Vi sono altre zone nel mondo dove sono stati osservati gli stessi fenomeni, ma quello della cittadina scandinava rimane il più importante, non per tipo o frequenza del fenomeno, ma perché unica ad essere stata soggetta a spedizioni scientifiche atte all’investigazione del fenomeno.
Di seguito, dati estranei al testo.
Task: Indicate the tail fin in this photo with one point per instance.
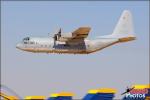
(124, 28)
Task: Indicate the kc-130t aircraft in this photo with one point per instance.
(76, 43)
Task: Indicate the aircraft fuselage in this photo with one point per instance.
(48, 45)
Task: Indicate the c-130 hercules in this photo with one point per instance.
(76, 42)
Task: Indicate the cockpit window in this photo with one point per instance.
(26, 39)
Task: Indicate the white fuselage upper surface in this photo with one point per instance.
(48, 45)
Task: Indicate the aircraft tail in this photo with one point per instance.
(124, 29)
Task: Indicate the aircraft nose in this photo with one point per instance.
(18, 46)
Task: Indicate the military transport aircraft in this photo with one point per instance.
(76, 43)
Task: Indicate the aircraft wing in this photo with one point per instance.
(76, 36)
(81, 32)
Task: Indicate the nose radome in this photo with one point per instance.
(18, 46)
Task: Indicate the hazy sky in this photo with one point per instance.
(117, 66)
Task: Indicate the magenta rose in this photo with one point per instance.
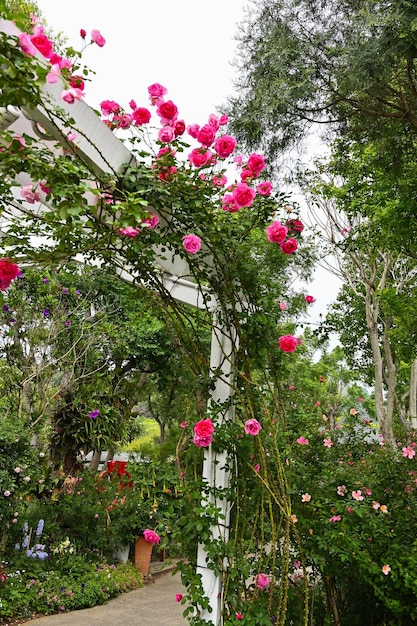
(262, 581)
(225, 145)
(276, 232)
(167, 110)
(166, 134)
(204, 428)
(191, 243)
(288, 343)
(202, 442)
(295, 226)
(8, 272)
(264, 188)
(289, 246)
(109, 106)
(43, 44)
(141, 116)
(151, 536)
(252, 427)
(157, 90)
(256, 163)
(206, 135)
(179, 128)
(243, 195)
(200, 157)
(98, 38)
Erling Strand e Bjorn Hauge, costituiscono nel 98’ un osservatorio operativo a Hessdalen in modo da monitorare i fenomeni in tempo reale, tracciando così una statistica temporale…le luci tendono ad apparire sovente nel periodo invernale, dalle 22 all’1.
Dal 2000 varie missioni italiane (Embla, cioè collaborazione tra il CNR e il CIPH) hanno tentato di raccogliere più dati possibili riguardo al fenomeno, venendo alle seguenti conclusioni:
la luminosità del fenomeno può superare di netto i 100 Kw,
le forme dei corpi luminosi tendono ad essere geometriche e simmetriche
corpi grandi espellono corpi più piccoli
nei casi in cui le luci sfiorano il terreno avviene un rilascio di particelle lievemente radioattive
la Valle di Hessdalen è totalmente elettrificata , flash luminosi d’una frazione di secondo appaiono in cielo e terra ,
i corpi variano in luminosità, fino a scomparire d’improvviso e riproponendosi in nuovi cicli in un breve lasso di tempo
i corpi sono di natura termica, la luminosità di essi è prodotta da una sostanza riscaldata
la luminosità è associata a segnali radio a bassa frequenza con caratteristiche Doppler (red e blue shift)
Con i nuovi dati in possesso è stato possibile scremare la vasta gamma d’ipotesi ancora aleggianti…la famosa tesi Abrahamson delle particelle riscaldate estratte dal terreno conseguentemente ad una forte scossa elettrica esterna, cioè una delle più accreditate è decaduta in quanto l’elettricità prodotta dalle flessioni tettoniche sarebbe flebilissima. Da escludere anche Il Vorton di Fryberger e la tesi dell’attività ionosferica, che non permetterebbe di spiegare la forma e soprattutto i lunghi tempi delle sfere ammirate.
E che spiegazione dare allora a tuttociò?
David Turner, afferma che lo scambio di energia termica, elettrica e chimica tra un plasma e un’atmosfera colma di vapore d’acqua e aerosol, è in grado di creare sfere di luce, come quelle di Hessdalen. Esse, costituite da un plasma all’interno e da uno strato esterno con funzione refrigerante, producono energia che permette l’esistenza di una “autoregolazione” .
Ma rimane pur sempre un’ipotesi , perché dissipare questo mistero rimarrà con molta probabilità una chimera.